A sa naissance à Madrid, le 9 décembre 1926, son père Domingo Gonzalez dit Dominguín, matador moyen puis imprésario taurin, s'est penché au-dessus de son berceau et a juste dit: «Il a des doigts longs, il pourra tenir une muleta.»
Ce n'était pas une prophétie, mais juste la constatation anatomique d'une évidence familiale. Lorsqu'on est né de sexe mâle dans le clan Dominguín, on est torero. Domingo, son frère aîné, le sera avant de militer avec Jorge Semprun, sous le franquisme, dans les rangs du Parti communiste clandestin. Pepe, son autre frère aîné, toujours vivant, deviendra lui un fameux banderillo. Luis Miguel a toujours su qu'il serait matador, malgré ses très longues jambes qui, tout gamin, l'exaspéraient. Il se les attachait pour avoir une allure plus taurine et marcher avec cette solennité un peu arrogante qui agacera tant les publics populaires lorsqu'il sera devenu, au coin des années 50, ce qu'il avait toujours voulu être: le numéro un de la tauromachie. A 10 ans, il tue son premier veau puis tourne dans une troupe d'enfants toreros managée par son père.

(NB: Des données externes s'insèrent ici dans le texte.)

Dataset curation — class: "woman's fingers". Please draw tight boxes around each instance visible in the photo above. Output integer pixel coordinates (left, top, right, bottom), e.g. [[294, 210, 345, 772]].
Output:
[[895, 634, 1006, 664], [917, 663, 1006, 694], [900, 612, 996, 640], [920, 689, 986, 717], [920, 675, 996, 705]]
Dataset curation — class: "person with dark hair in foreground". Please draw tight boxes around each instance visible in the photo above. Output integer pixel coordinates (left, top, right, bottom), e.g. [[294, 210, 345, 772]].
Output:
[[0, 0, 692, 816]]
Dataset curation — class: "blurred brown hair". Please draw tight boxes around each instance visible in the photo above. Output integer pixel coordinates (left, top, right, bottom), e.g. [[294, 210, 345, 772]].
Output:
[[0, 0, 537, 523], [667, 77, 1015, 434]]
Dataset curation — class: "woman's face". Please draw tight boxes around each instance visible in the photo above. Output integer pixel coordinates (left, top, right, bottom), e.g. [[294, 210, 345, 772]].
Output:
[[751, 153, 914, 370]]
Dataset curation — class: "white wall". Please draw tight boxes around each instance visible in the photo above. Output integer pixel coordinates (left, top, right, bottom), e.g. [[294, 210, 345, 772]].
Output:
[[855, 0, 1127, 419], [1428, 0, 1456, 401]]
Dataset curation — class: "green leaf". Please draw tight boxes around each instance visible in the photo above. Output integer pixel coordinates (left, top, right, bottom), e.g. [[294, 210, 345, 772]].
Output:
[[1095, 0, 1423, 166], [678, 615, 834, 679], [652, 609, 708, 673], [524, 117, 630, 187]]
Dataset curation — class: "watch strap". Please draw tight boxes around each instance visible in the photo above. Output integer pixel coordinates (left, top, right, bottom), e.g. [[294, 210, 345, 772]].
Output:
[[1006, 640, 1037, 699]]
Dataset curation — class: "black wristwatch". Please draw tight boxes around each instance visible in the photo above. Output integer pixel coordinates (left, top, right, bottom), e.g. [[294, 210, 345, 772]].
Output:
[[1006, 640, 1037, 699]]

Il endosse son premier habit de lumière à Linares en 1939. Il a 13 ans, mais ça ne marche pas fort financièrement pour la tribu Dominguín, qui, en 1941, s'embarque avec armes et bagages pour tenter l'aventure en Amérique du Sud.
Pendant que Domingo, le père, monte des coups taurins au Pérou, les trois frères sont lâchés dans la nature à Bogota. Ils toréent et vivent d'expédients. Domingo et Pepe en arrivent même un jour, dans les jardins d'un hôtel de Medellin, à vendre le pucelage de leur benjamin Luis Miguel à une anglaise pour payer leur pension. Luis Miguel, sous un palmier, commençait là une riche carrière amoureuse de séducteur planétaire dont le ciel sera par la suite constellé de stars de cinéma: Rita Hayworth, Ava Gardner, Maria Félix, Romy Schneider, Lucia Bosé, avec qui il se mariera avant de divorcer dans un grand fracas médiatique, etc.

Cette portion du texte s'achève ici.